REPUBLIKA.CO.ID, JAKARTA-- Keputusan kementerian Perhubungan untuk membekukan sementara jalur penerbangan maskapai Air Asia dengan rute Surabaya-Singapura terus menuai pro-kontra, tetapi Mabes Polri harus menyelidiki terhadap izin terbang pesawat Air Asia QZ 8501.
"Mabes Polri harus melakukan penyelidikan terhadap izin terbang pesawat Air Asia QZ 8501 agar ada kejelasan," kata pakar hukum pidana dari Universitas 17 Agustus (Untag) Surabaya, Kris Laga Kleden, dalam keterangannya, di Jakarta, Selasa.
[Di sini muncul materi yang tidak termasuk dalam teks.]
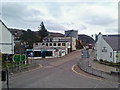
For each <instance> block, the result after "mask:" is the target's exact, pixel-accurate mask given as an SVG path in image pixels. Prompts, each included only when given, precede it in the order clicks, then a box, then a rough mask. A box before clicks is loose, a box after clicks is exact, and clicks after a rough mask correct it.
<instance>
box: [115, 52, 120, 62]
mask: <svg viewBox="0 0 120 90" xmlns="http://www.w3.org/2000/svg"><path fill="white" fill-rule="evenodd" d="M116 55H118V58H117V57H116ZM114 62H115V63H117V62H120V51H118V52H117V51H114Z"/></svg>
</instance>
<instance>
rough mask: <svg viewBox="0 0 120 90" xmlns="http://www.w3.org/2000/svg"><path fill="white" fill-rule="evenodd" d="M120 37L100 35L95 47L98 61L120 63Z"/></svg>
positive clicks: (95, 45) (96, 55)
mask: <svg viewBox="0 0 120 90" xmlns="http://www.w3.org/2000/svg"><path fill="white" fill-rule="evenodd" d="M119 42H120V35H118V34H117V35H102V34H101V33H99V34H98V40H97V42H96V45H95V51H96V59H97V60H100V59H102V60H107V61H109V62H114V63H118V62H120V44H119Z"/></svg>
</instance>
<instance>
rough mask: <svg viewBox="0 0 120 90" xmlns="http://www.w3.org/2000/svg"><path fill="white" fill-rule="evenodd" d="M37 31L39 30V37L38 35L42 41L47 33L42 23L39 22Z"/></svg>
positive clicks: (45, 28)
mask: <svg viewBox="0 0 120 90" xmlns="http://www.w3.org/2000/svg"><path fill="white" fill-rule="evenodd" d="M38 30H39V35H40V37H41V41H42V40H43V38H44V37H46V36H48V31H47V29H46V28H45V26H44V23H43V21H42V22H41V24H40V27H39V29H38Z"/></svg>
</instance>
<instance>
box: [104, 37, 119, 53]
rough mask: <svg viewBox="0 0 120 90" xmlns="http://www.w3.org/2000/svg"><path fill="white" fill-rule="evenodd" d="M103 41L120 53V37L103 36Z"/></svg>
mask: <svg viewBox="0 0 120 90" xmlns="http://www.w3.org/2000/svg"><path fill="white" fill-rule="evenodd" d="M103 39H104V40H105V41H106V42H107V43H108V44H109V45H110V46H111V48H112V49H113V50H115V51H120V35H103Z"/></svg>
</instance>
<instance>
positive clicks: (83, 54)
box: [81, 50, 90, 58]
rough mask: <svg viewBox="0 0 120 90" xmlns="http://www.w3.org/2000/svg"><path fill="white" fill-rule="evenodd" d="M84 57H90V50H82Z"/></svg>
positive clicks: (81, 54)
mask: <svg viewBox="0 0 120 90" xmlns="http://www.w3.org/2000/svg"><path fill="white" fill-rule="evenodd" d="M81 57H82V58H89V57H90V55H89V50H82V54H81Z"/></svg>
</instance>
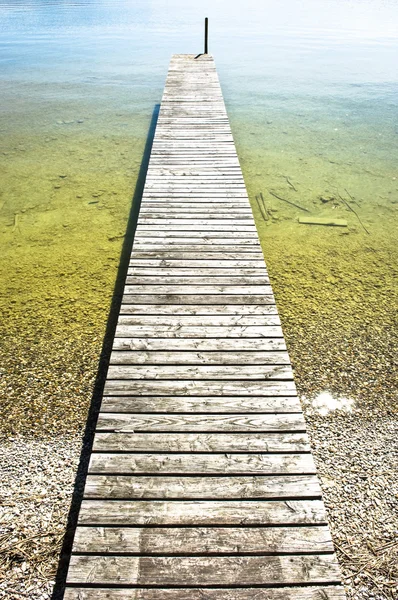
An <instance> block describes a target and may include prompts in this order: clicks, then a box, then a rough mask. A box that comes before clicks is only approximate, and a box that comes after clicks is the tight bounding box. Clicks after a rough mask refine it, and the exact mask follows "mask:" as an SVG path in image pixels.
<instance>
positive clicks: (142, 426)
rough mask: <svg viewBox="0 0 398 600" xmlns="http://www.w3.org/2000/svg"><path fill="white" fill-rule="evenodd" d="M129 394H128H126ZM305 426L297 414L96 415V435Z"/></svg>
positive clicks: (276, 428)
mask: <svg viewBox="0 0 398 600" xmlns="http://www.w3.org/2000/svg"><path fill="white" fill-rule="evenodd" d="M130 393H131V392H130ZM305 429H306V428H305V422H304V418H303V416H302V415H301V414H276V415H270V414H267V415H257V414H256V415H253V414H247V415H245V414H235V415H214V416H213V415H191V414H188V415H181V414H168V415H161V414H156V415H154V414H123V413H119V414H117V413H109V414H107V413H100V415H99V417H98V422H97V430H98V431H115V432H121V433H129V432H132V433H134V432H136V431H145V432H148V431H180V432H186V431H190V432H195V431H196V432H198V431H203V432H208V433H211V432H228V431H233V432H236V433H240V432H248V431H253V432H254V433H261V432H273V431H275V432H285V431H288V432H294V431H299V432H304V431H305Z"/></svg>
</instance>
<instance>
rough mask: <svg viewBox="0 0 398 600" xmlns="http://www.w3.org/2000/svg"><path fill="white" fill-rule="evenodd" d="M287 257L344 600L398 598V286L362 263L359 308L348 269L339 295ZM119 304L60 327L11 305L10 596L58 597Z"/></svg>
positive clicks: (297, 333)
mask: <svg viewBox="0 0 398 600" xmlns="http://www.w3.org/2000/svg"><path fill="white" fill-rule="evenodd" d="M277 253H278V247H277V246H276V247H275V256H276V254H277ZM271 254H272V253H271ZM280 255H281V259H280V260H281V261H283V263H282V262H281V263H280V264H278V261H277V259H276V258H275V256H270V261H269V263H270V264H273V268H274V270H275V273H276V274H277V276H275V277H273V273H272V269H270V274H271V281H272V282H273V287H274V291H275V293H276V297H277V302H278V308H279V310H280V313H281V319H282V323H283V324H284V333H285V336H286V340H287V344H288V348H289V353H290V357H291V360H292V364H293V367H294V371H295V379H296V384H297V388H298V393H299V396H300V398H301V399H302V405H303V409H304V414H305V418H306V421H307V425H308V432H309V436H310V440H311V444H312V449H313V454H314V458H315V461H316V464H317V468H318V473H319V477H320V481H321V485H322V489H323V496H324V501H325V504H326V507H327V509H328V517H329V524H330V528H331V532H332V537H333V540H334V543H335V546H336V551H337V554H338V558H339V561H340V564H341V568H342V574H343V582H344V584H345V588H346V592H347V599H348V600H396V599H397V597H398V485H397V467H396V465H397V463H398V461H397V459H398V442H397V440H398V401H397V397H396V389H397V386H396V382H397V363H396V358H395V348H396V347H397V328H396V327H394V322H395V319H396V316H395V297H394V295H393V288H392V287H391V288H389V287H388V285H389V281H390V280H389V279H388V278H387V277H386V278H385V280H384V285H383V289H381V290H380V288H372V286H371V284H372V280H371V270H370V268H368V269H366V268H364V265H363V264H362V265H359V266H358V269H359V270H362V273H365V272H368V273H370V275H369V279H368V280H366V278H365V276H363V277H362V280H361V283H360V284H358V285H357V287H356V289H355V294H356V295H355V303H354V304H350V302H351V301H352V296H353V294H352V290H353V288H352V286H351V288H350V287H349V280H350V279H351V280H352V279H354V280H355V277H353V275H352V273H345V274H344V272H343V271H342V273H343V276H344V277H345V279H344V277H343V279H342V280H341V281H340V283H339V284H338V285H337V284H335V283H333V282H332V283H330V282H326V284H325V281H324V279H323V276H322V271H321V267H322V269H325V265H324V263H323V262H322V257H321V258H320V260H319V264H320V265H321V267H320V268H319V272H317V265H316V263H315V261H312V264H311V269H312V272H311V276H310V277H307V279H305V276H304V275H303V273H304V274H305V272H306V271H305V269H304V267H302V270H301V271H300V268H301V267H300V264H298V266H296V267H295V268H293V267H292V265H291V264H289V261H288V260H286V257H284V256H283V254H282V253H280ZM369 256H371V257H372V260H374V259H373V255H371V254H370V253H369ZM381 258H382V257H380V258H379V259H378V260H379V261H380V260H381ZM333 260H335V259H334V257H333ZM321 263H322V264H321ZM392 263H393V260H392V258H391V264H392ZM386 264H387V263H386ZM365 267H366V265H365ZM284 269H285V271H284ZM317 274H318V277H316V275H317ZM358 277H359V276H358ZM94 281H95V280H94ZM97 281H98V280H97ZM100 285H101V284H100V282H99V281H98V286H100ZM328 286H329V287H330V289H331V292H330V293H329V292H328V289H329V288H328ZM107 289H109V288H107ZM95 293H96V294H97V295H98V296H99V295H100V293H99V292H98V291H96V292H95ZM57 302H59V299H57ZM109 304H110V299H109V297H108V298H107V299H106V297H105V294H104V295H103V301H102V302H101V303H99V304H97V305H96V310H94V305H93V304H92V305H91V306H90V315H87V312H85V311H84V306H83V305H82V306H83V308H79V304H78V302H76V303H74V304H73V305H68V303H67V302H65V303H64V304H63V306H62V313H61V315H62V319H61V317H60V320H58V321H57V320H56V317H57V314H58V315H60V310H59V307H58V305H56V304H54V305H52V304H51V299H50V300H48V299H47V300H46V303H45V304H44V303H43V304H42V305H41V304H40V301H39V299H37V302H36V303H33V302H32V308H31V309H30V310H31V312H30V313H29V310H28V309H26V308H24V312H23V310H22V309H21V307H16V308H15V306H14V307H12V308H11V309H9V314H8V315H7V316H8V317H9V320H8V322H9V329H8V330H7V331H5V332H4V335H2V336H1V338H0V343H1V346H2V348H1V352H0V354H1V357H2V360H1V365H0V372H1V377H0V395H1V398H2V400H1V402H0V433H1V438H0V439H1V444H0V452H1V455H2V477H1V480H0V496H1V498H2V503H1V506H0V511H1V512H0V599H1V600H2V599H4V600H6V599H7V600H19V599H25V598H28V599H30V600H49V599H50V597H51V593H52V588H53V583H54V578H55V575H56V569H57V565H58V560H59V553H60V550H61V546H62V541H63V536H64V534H65V527H66V523H67V518H68V511H69V508H70V503H71V497H72V491H73V485H74V479H75V476H76V471H77V466H78V462H79V456H80V452H81V443H82V437H83V431H84V427H85V424H86V420H87V414H88V408H89V405H90V402H91V399H92V394H93V389H94V383H95V379H96V375H97V370H98V361H99V357H100V354H101V345H102V340H103V338H104V334H105V323H106V318H107V315H108V312H109ZM13 315H16V320H15V322H13ZM21 315H23V317H21ZM48 315H51V319H52V321H51V327H48V323H49V321H48V319H49V317H48ZM102 371H104V368H103V367H102Z"/></svg>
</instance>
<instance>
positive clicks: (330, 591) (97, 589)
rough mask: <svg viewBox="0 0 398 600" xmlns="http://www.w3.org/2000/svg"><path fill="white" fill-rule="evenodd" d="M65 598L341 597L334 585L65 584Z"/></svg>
mask: <svg viewBox="0 0 398 600" xmlns="http://www.w3.org/2000/svg"><path fill="white" fill-rule="evenodd" d="M64 598H65V600H159V599H160V598H161V599H162V600H204V599H205V600H345V594H344V588H343V587H342V586H337V585H328V586H318V585H313V586H311V587H281V588H276V589H273V588H259V587H254V588H250V587H245V588H231V589H225V588H223V589H219V588H216V589H211V588H206V590H204V589H203V588H192V587H190V588H185V589H181V588H167V589H166V588H152V589H151V588H141V589H140V588H130V589H118V588H98V587H96V588H82V587H75V588H67V589H66V592H65V596H64Z"/></svg>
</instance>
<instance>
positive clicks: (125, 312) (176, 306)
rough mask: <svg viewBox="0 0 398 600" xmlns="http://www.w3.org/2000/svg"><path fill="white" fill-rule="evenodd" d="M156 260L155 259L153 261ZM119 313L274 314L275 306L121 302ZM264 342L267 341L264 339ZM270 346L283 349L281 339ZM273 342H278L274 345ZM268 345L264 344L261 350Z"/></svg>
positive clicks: (259, 304)
mask: <svg viewBox="0 0 398 600" xmlns="http://www.w3.org/2000/svg"><path fill="white" fill-rule="evenodd" d="M154 262H156V261H154ZM120 314H121V315H215V316H217V315H242V316H243V315H275V314H277V308H276V306H275V305H274V304H258V305H256V304H253V305H252V304H247V305H244V304H240V305H234V304H226V305H217V304H210V305H206V304H152V305H151V304H122V305H121V307H120ZM265 342H266V344H267V343H268V341H266V340H265ZM271 344H272V348H273V349H274V348H275V349H276V348H278V349H280V350H285V349H286V346H285V344H284V342H283V341H280V340H279V341H277V342H276V341H275V340H272V341H271ZM274 344H278V346H275V345H274ZM267 349H268V347H267V346H264V348H263V350H267Z"/></svg>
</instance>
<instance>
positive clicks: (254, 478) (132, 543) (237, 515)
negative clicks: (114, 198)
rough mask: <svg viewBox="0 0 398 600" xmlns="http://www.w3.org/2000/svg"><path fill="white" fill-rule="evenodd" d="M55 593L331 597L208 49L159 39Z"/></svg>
mask: <svg viewBox="0 0 398 600" xmlns="http://www.w3.org/2000/svg"><path fill="white" fill-rule="evenodd" d="M110 362H111V364H110V366H109V371H108V377H107V381H106V385H105V390H104V396H103V401H102V407H101V413H100V416H99V420H98V424H97V430H96V435H95V440H94V448H93V453H92V456H91V461H90V468H89V474H88V477H87V482H86V487H85V493H84V499H83V502H82V506H81V510H80V514H79V523H78V527H77V531H76V535H75V540H74V546H73V553H72V557H71V562H70V567H69V574H68V579H67V588H66V592H65V600H94V599H95V600H105V599H106V600H110V599H112V600H113V599H115V600H127V599H129V600H133V599H134V600H155V599H156V600H162V599H165V600H171V599H173V600H204V599H208V600H293V599H294V600H298V599H300V600H343V599H344V598H345V596H344V591H343V588H342V586H341V585H340V572H339V568H338V564H337V561H336V557H335V554H334V550H333V545H332V541H331V537H330V532H329V529H328V526H327V520H326V514H325V508H324V505H323V502H322V498H321V490H320V486H319V482H318V478H317V475H316V469H315V466H314V462H313V459H312V456H311V451H310V446H309V444H308V438H307V435H306V433H305V429H306V428H305V422H304V418H303V414H302V411H301V407H300V402H299V400H298V398H297V395H296V389H295V385H294V381H293V375H292V369H291V366H290V362H289V357H288V354H287V352H286V345H285V341H284V338H283V334H282V329H281V326H280V321H279V317H278V312H277V308H276V306H275V300H274V296H273V294H272V289H271V285H270V282H269V278H268V275H267V271H266V269H265V265H264V259H263V255H262V252H261V248H260V245H259V242H258V237H257V233H256V228H255V225H254V221H253V216H252V211H251V208H250V205H249V201H248V198H247V192H246V189H245V184H244V181H243V177H242V173H241V169H240V166H239V161H238V157H237V154H236V150H235V146H234V141H233V138H232V134H231V130H230V126H229V122H228V117H227V114H226V110H225V106H224V101H223V97H222V93H221V89H220V85H219V82H218V77H217V73H216V69H215V65H214V61H213V58H212V57H211V56H209V55H202V56H200V57H199V58H197V59H195V58H194V56H191V55H175V56H173V58H172V60H171V64H170V69H169V73H168V77H167V83H166V87H165V91H164V95H163V100H162V104H161V109H160V114H159V119H158V124H157V128H156V133H155V138H154V143H153V148H152V153H151V158H150V163H149V168H148V174H147V178H146V184H145V190H144V195H143V200H142V205H141V211H140V216H139V220H138V226H137V232H136V236H135V241H134V248H133V252H132V254H131V261H130V267H129V271H128V275H127V280H126V285H125V290H124V297H123V303H122V306H121V310H120V316H119V321H118V326H117V330H116V336H115V339H114V345H113V352H112V357H111V361H110Z"/></svg>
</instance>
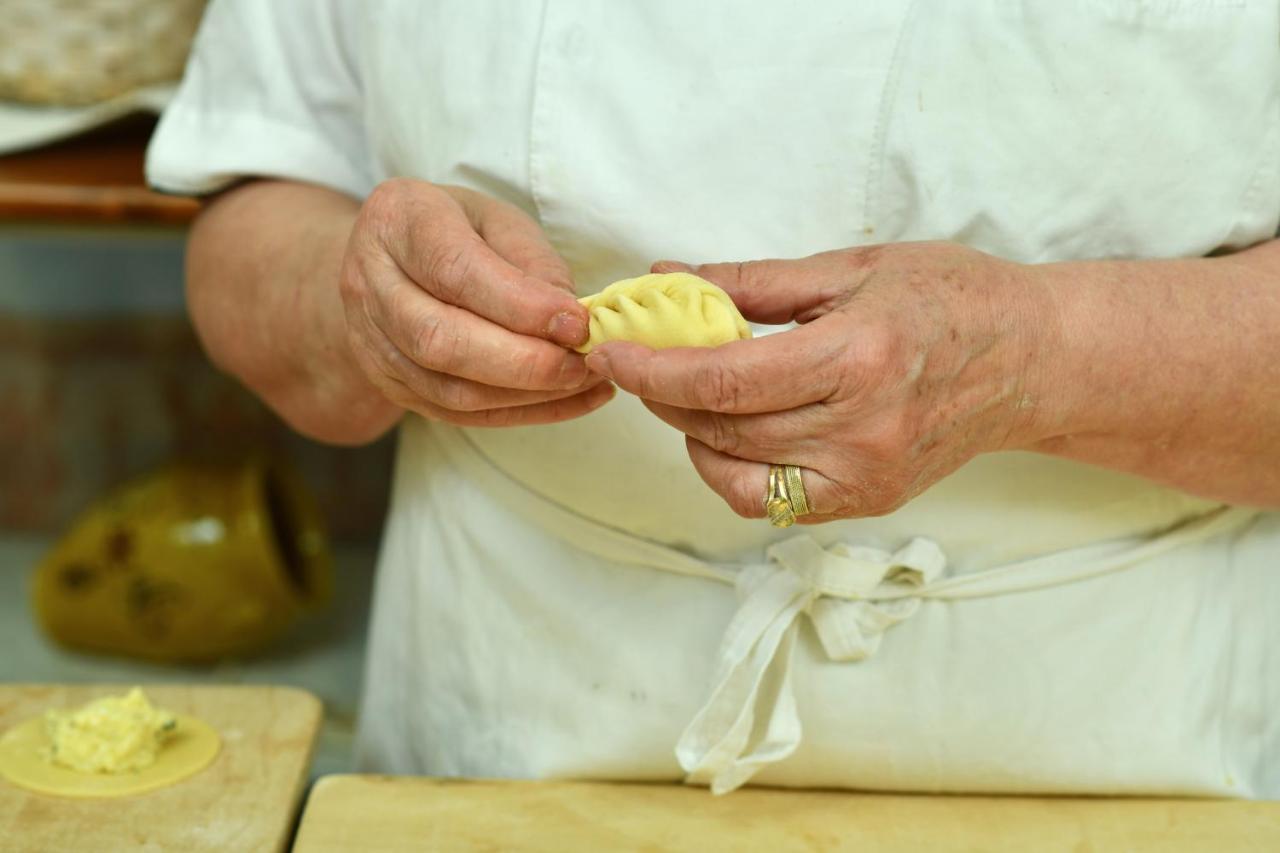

Namun, dia memiliki pandangan lain, yakni otoritas bandara dan Kemenhub justru yang harus bertanggung jawab. "Kalau Kemenhub menyatakan Air Asia tidak memiliki izin terbang, mengapa waktu itu bisa terbang. Berarti ini kan pihak Bandara mengizinkan terbang," kata Kleden.
Menurut dia, otoritas bandara dan Kemenhub punya keterkaitan dalam urusan penerbangan. Kalau pesawat Air Asia diizinkan terbang oleh otoritas bandara ataupun Kemenhub, hal itu bisa disebut sebagai kelalaian karena mengakibatkan kematian.
Sementara untuk pihak Air Asia sendiri, kata Kleden, jika memang terbukti tidak ada rute Surabaya-Singapura pada Ahad (28/12) itu tetap bisa disalahkan. Namun, dalam hal ini yang paling bertanggung jawab adalah Kemenhub dan otoritas bandara yang membiarkan pesawat Air Asia OZ8501 itu terbang.
"Oleh sebab itu, Mabes Polri harus melakukan penyelidikan secara menyeluruh," katanya.
Sementara itu, General Manager Angkasa Pura I, Trikora Harjo, mengatakan Bandara Juanda tidak ada kewenangan memberikan izin terbang. Pihak bandara hanya sebatas memberikan fasilitas tempat. Mengenai pemberian izin, menurut Trikora, adalah wewenang dari Direktur Jenderal Perhubungan Udara.